Monthly Archives: September 2017

Instant File Initialization in SQL Server on Linux

Earlier this week Ned Otter (@NedOtter) brought up a question about Instant File Initialization on SQL Server on Linux, check out the thread here. I was up way too early in the morning, as I normally am, so I decided to poke around and see how it was done. SQL Server pros, here you can see you can get some deep internal information from the OS very easily. Hopefully with this blog post you’ll be able to compare how this is done on Windows and draw the connections between the two platforms and leverage this technique in other areas.

Let’s check it out…

SQL on Linux Internals

First, the internals of SQL Server on Linux leverage a process virtualization technique called SQLPAL. Inside SQLPAL, is a Win32 environment custom tailored to support SQL Server. Next, SQLPAL needs a way to talk to Linux so that it can access the physical resources of the system and it does this via something called the Host Extensions. Essentially the HE map SQLPAL’s Win32 and SQLOSv2 API calls to Linux system calls. In Linux, system calls provide access to system resources, things like CPU, memory and network or disk I/O. And that’s the flow, SQL Server calls SQLPAL, which calls the Host Extensions, which calls Linux’s system calls to interact with system resources.

Obligatory SQLPAL Image

Figure 1: SQLPAL

Using strace to Collect System Calls

Knowing this, we can leverage Linux tools to see what SQL Server is doing when it interacts with the operating system. Specifically we can leverage tools like strace to see which systems calls it uses to perform certain tasks and in this case we’re going to look at how SQL on Linux implements Instance File Initialization. So let’s attach strace to our SQL Server on Linux process, sqlservr.

It’s needless to say, do not reproduce this on a system that’s important to you. Tracing will SLOW things down.

Attach strace to your currently running SQL Server process (sqlservr). So let’s start with finding our SQL Server process with ps. There is always two (insert Sith reference) you’re going to want the child process here. Easily identified by the one with the higher process ID. So we’ll pick 1416.

[root@server2 ~]# ps -aux | grep sqlservr

mssql      1414  3.0  0.4 198156 18244 ?        Ssl  06:23   0:04 /opt/mssql/bin/sqlservr

mssql      1416  6.3 15.9 1950768 616652 ?      Sl   06:23   0:08 /opt/mssql/bin/sqlservr

Let’s walk through the strace parameters here, -t adds a time stamp, -f will attach strace to any threads forked from our traced process and -p is the process we want to trace .

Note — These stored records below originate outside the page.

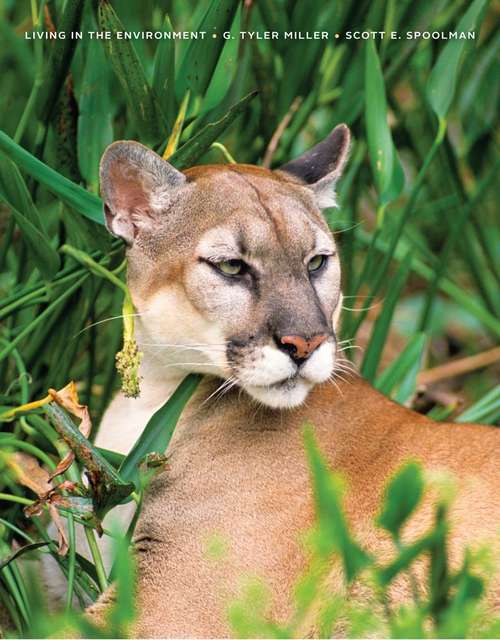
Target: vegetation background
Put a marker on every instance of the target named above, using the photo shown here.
(417, 227)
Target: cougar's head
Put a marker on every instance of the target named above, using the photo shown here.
(232, 268)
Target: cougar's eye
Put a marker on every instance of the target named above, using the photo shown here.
(316, 262)
(231, 267)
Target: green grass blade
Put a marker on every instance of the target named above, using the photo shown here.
(143, 103)
(61, 53)
(443, 78)
(383, 322)
(405, 365)
(159, 430)
(201, 56)
(189, 153)
(386, 166)
(95, 119)
(78, 198)
(164, 74)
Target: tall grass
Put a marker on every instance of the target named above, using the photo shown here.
(416, 223)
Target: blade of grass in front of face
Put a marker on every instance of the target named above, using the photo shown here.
(381, 328)
(402, 366)
(385, 163)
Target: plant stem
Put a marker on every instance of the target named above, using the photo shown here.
(97, 558)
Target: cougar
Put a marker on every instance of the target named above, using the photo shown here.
(235, 274)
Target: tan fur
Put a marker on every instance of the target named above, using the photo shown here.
(237, 467)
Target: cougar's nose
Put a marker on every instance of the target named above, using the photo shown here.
(300, 348)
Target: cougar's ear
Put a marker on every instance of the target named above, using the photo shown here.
(137, 186)
(321, 166)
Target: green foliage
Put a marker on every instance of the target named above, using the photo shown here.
(62, 277)
(445, 604)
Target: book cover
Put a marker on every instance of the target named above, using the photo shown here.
(249, 318)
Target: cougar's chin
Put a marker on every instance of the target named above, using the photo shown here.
(283, 395)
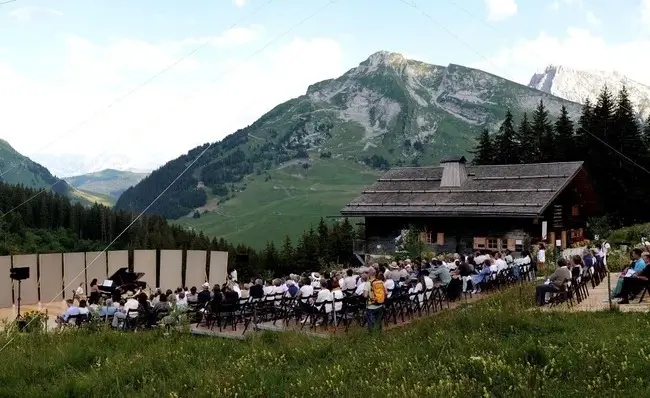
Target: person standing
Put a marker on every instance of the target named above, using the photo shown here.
(375, 292)
(541, 256)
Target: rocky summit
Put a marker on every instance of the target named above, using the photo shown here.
(385, 112)
(578, 85)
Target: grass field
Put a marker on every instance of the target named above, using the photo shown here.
(92, 197)
(494, 348)
(292, 200)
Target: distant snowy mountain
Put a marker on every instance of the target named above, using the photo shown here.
(68, 165)
(577, 85)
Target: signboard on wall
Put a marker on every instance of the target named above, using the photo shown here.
(558, 217)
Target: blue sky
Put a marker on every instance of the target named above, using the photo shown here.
(65, 60)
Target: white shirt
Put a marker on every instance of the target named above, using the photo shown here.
(361, 287)
(350, 282)
(338, 305)
(131, 304)
(306, 291)
(428, 282)
(181, 302)
(324, 295)
(390, 285)
(417, 289)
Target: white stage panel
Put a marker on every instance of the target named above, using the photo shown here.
(145, 261)
(29, 287)
(171, 268)
(51, 277)
(73, 272)
(5, 282)
(116, 260)
(218, 267)
(195, 274)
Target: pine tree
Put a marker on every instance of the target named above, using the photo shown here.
(543, 133)
(582, 136)
(484, 152)
(528, 150)
(603, 163)
(565, 138)
(646, 134)
(505, 142)
(625, 136)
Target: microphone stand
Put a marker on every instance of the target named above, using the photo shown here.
(18, 300)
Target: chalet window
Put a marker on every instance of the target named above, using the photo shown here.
(440, 238)
(426, 237)
(479, 243)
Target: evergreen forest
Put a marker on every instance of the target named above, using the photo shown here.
(608, 137)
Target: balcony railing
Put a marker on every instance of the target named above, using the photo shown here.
(374, 246)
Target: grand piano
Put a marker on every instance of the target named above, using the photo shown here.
(121, 282)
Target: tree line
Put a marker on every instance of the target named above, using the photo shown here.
(41, 221)
(609, 137)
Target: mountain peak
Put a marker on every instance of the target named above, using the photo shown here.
(384, 58)
(577, 85)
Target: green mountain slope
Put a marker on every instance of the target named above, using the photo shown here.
(18, 169)
(388, 111)
(109, 183)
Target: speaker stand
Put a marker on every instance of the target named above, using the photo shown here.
(18, 300)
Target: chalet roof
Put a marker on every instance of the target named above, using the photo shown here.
(517, 190)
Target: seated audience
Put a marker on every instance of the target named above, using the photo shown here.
(108, 309)
(204, 295)
(635, 283)
(71, 311)
(554, 283)
(257, 290)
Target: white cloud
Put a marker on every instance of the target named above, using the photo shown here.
(500, 9)
(557, 4)
(579, 48)
(592, 19)
(644, 9)
(87, 61)
(208, 96)
(29, 13)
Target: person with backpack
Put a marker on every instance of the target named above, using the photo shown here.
(375, 292)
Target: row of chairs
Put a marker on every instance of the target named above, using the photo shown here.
(575, 290)
(343, 311)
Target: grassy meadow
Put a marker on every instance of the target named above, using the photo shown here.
(286, 204)
(495, 347)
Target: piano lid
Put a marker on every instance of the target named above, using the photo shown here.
(123, 276)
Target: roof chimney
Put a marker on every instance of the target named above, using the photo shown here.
(454, 172)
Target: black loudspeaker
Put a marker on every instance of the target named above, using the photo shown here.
(241, 259)
(19, 274)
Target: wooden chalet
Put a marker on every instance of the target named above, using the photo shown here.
(464, 208)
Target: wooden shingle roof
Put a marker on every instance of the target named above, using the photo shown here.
(520, 190)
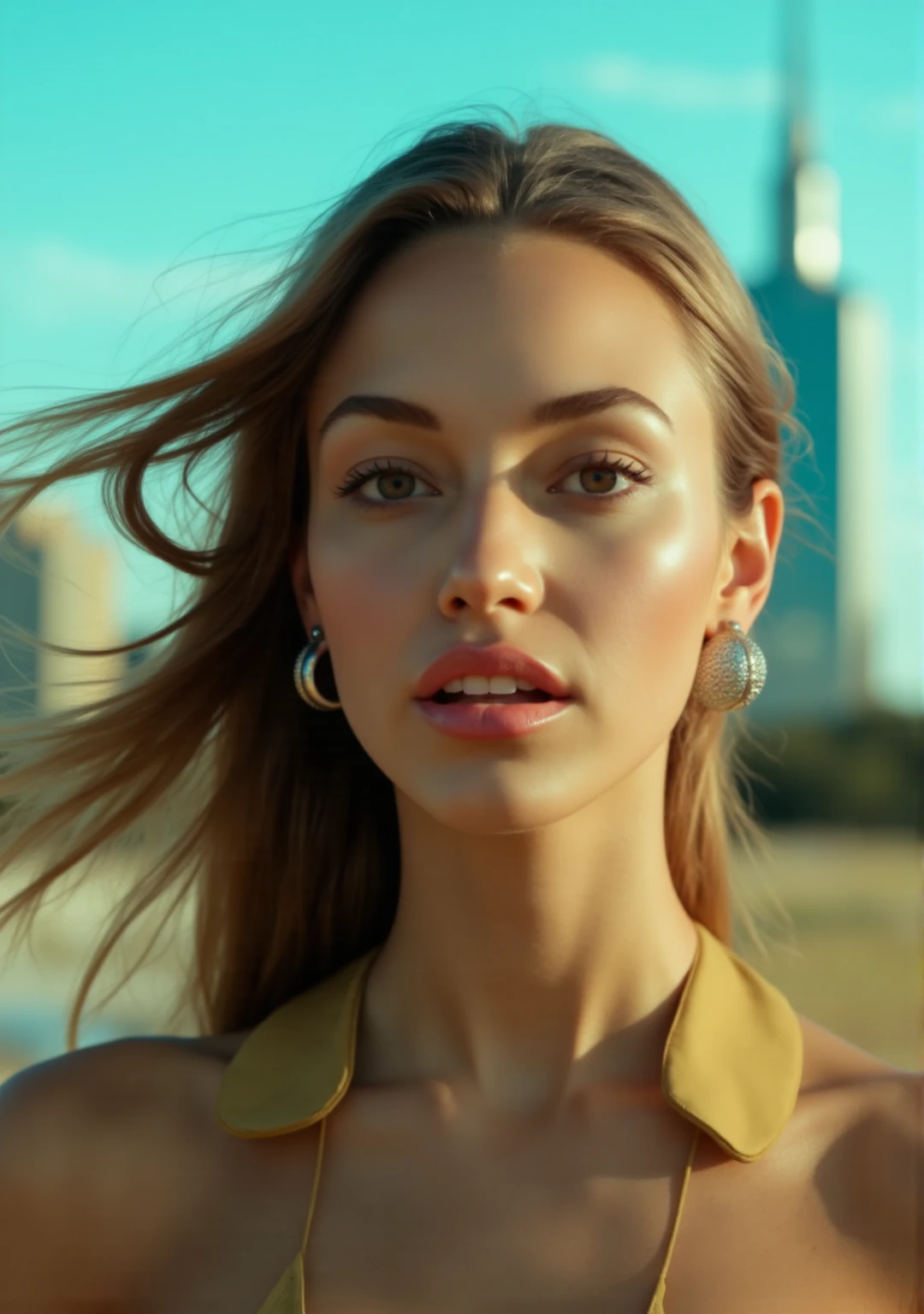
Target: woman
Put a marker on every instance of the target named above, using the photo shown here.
(471, 1020)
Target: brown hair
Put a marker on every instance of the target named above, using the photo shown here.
(281, 826)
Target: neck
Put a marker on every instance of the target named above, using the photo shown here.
(524, 968)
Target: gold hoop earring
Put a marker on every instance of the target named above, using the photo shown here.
(304, 673)
(731, 672)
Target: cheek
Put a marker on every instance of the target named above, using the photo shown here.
(368, 601)
(659, 576)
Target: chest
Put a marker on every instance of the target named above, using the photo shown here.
(411, 1220)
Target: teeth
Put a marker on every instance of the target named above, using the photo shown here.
(487, 685)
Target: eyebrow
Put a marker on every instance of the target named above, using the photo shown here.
(556, 409)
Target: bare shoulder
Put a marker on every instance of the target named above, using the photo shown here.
(105, 1154)
(865, 1122)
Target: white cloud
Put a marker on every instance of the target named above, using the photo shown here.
(680, 86)
(51, 283)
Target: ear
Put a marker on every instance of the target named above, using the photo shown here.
(301, 581)
(745, 573)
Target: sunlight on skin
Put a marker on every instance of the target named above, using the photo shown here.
(536, 917)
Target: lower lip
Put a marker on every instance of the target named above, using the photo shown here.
(490, 720)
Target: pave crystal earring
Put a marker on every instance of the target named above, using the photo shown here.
(304, 673)
(731, 672)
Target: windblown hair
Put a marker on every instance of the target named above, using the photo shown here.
(284, 832)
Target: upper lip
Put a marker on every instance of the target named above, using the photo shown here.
(497, 660)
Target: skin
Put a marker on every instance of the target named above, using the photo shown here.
(539, 944)
(505, 1144)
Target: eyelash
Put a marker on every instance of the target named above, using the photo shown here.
(364, 473)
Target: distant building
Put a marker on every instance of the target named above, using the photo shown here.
(818, 625)
(68, 598)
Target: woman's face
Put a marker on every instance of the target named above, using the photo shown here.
(490, 534)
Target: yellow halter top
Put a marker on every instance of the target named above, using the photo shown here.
(732, 1068)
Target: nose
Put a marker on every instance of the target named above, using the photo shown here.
(493, 556)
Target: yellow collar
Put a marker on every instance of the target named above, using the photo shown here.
(732, 1061)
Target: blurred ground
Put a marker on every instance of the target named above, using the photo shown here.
(852, 956)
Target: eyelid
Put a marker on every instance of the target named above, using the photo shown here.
(364, 472)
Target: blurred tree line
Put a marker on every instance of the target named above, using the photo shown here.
(864, 772)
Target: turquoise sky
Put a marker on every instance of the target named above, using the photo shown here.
(139, 137)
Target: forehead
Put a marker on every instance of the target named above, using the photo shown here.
(515, 316)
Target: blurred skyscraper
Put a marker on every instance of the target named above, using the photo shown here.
(66, 597)
(818, 625)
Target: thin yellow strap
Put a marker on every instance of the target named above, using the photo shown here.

strace -t -f -p 1416 -o new_database.txt

Creating a Database with Instant File Initialization

With strace up and running let’s turn on the trace flags to enable output for Instant File Initialization and create database that has a 100MB data file and a 100MB log file. Check out this post from Microsoft for more details on the trace flags. This database create code is straight from their post. I changed the model database’s data and log file sizes to 100MB each. Also, it’s important to note Instance File Initialization is only for data files, log files are zeroed out due to requirements for crash recovery. We’re going to see that in action in a bit…

DBCC TRACEON(3004,3605,-1)




EXEC sp_readerrorlog




DBCC TRACEOFF(3004,3605,-1)

Once the database creation is done, stop your strace and let’s go and check out the data gathered in the file.

Poking Around in Linux Internals, Creating the MDF

Inside your output file you’re going to see a collection of system calls. In Linux a system call is the way a user space program can ask the kernel to do some work. And in this case SQL Server on Linux is asking the kernel to create a data file, create a log file and zero out the log file. So let’s check out what happens when the MDF is created.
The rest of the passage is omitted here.